Stability and Probability 1 Convergence for Queueing Networks via Lyapunov Optimization
Abstract
Lyapunov drift is a powerful tool for optimizing stochastic queueing networks subject to stability. However, the most convenient drift conditions often provide results in terms of a time average expectation, rather than a pure time average. This paper provides an extended drift-plus-penalty result that ensures stability with desired time averages with probability 1. The analysis uses the law of large numbers for martingale differences. This is applied to quadratic and subquadratic Lyapunov methods for minimizing the time average of a network penalty function subject to stability and to additional time average constraints. Similar to known results for time average expectations, this paper shows that pure time average penalties can be pushed arbitrarily close to optimality, with a corresponding tradeoff in average queue size. Further, in the special case of quadratic Lyapunov functions, the basic drift condition is shown to imply all major forms of queue stability.
1. Introduction
This paper considers Lyapunov methods for analysis and control of queueing networks. Landmark work in [1, 2] uses the drift of a quadratic Lyapunov function to design general max-weight algorithms for network stability. Work in [3, 4] extends this result using a drift-plus-penalty algorithm that leads to joint stability and penalty optimization. The results in [1, 2] are developed for systems that evolve on ergodic Markov chains with countably infinite-state space. The results in [3, 4] apply to more general systems but are stated in terms of time average expectations, rather than pure time averages. Time average expectations can often be translated into pure time averages when the system has a Markov structure and some additional assumptions are satisfied, such as when the system regularly returns to a renewal state. However, these additional assumptions often fail and can be difficult to verify for particular systems of interest. This paper seeks to provide simple conditions that ensure desirable queue sample paths and desirable time average penalties with probability 1.

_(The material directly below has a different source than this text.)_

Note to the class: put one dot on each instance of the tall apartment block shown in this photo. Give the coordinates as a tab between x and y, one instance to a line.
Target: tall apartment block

First, a basic drift condition for a general class of Lyapunov functions is shown to imply two weak forms of queue stability, called rate stability and mean rate stability. Next, this paper focuses on quadratic and subquadratic Lyapunov functions. Using the law of large numbers for martingale differences, a simple drift-plus-penalty condition is shown to ensure queue stability together with desirable time averages of an associated network penalty function. In the special case of quadratic Lyapunov functions, it is shown that the basic drift condition implies all major forms of queue stability, including rate and mean rate stability, as well as four stronger versions. These results require only mild bounded fourth moment conditions on queue difference processes and bounded second-moment conditions on penalty processes and do not require a Markov structure or renewal assumptions. Two simple examples are given in Appendix A to show what can go wrong if these bounded moment conditions are violated.
Finally, these results are used to design and analyze a class of algorithms for minimizing the time average of a network penalty subject to queue stability constraints and additional time average constraints. It is shown that the time average penalty can be pushed arbitrarily close to optimality, with a corresponding tradeoff in queue size. In the special case of quadratic functions, the tradeoff results of [3, 4] are recovered in a stronger form. They are shown to hold for time averages with probability 1 (rather than time average expectations). The results for quadratic functions in this paper assume the problem is feasible and that the constraints can be achieved with “ϵ-slackness” (similar to a Slater-type condition of static optimization theory [5]). However, this paper also obtains results for subquadratics. Algorithms based on subquadratics are shown to provide desired results whenever the problem is feasible, without requiring the additional slackness assumption. This analysis is useful for control of queueing networks, and for other stochastic problems that seek to optimize time averages subject to time average constraints.
1.1. On Relationships between Time Average Expectations and Time Averages
It is known by Fatou′s Lemma that if a random process is deterministically lower bounded (such as being nonnegative) and has time averages that converge to a constant with probability 1, then this constant must be less than or equal to the liminf time average expectation (see, e.g., [6]). This can be used to translate the existing bounds in [4], which hold for time average expectations, into sample path bounds that hold with probability 1. However, this translation is only justified in the special case when the processes are suitably lower-bounded and have convergent time averages. Time average convergence can often be shown when the system is defined on a Markov chain with suitable renewal properties [7, 8]. Further, queue stability is often defined in terms of positive Harris recurrence [9, 10] although systems with positive Harris recurrence do not always have finite average queue size. For example, consider a standard M/G/1 queue with service times that have finite means 𝔼[X] but infinite second moments, and with arrival rate λ < 1/𝔼[X]. The system spends a positive fraction of time in the 0 state but has infinite time average queue size.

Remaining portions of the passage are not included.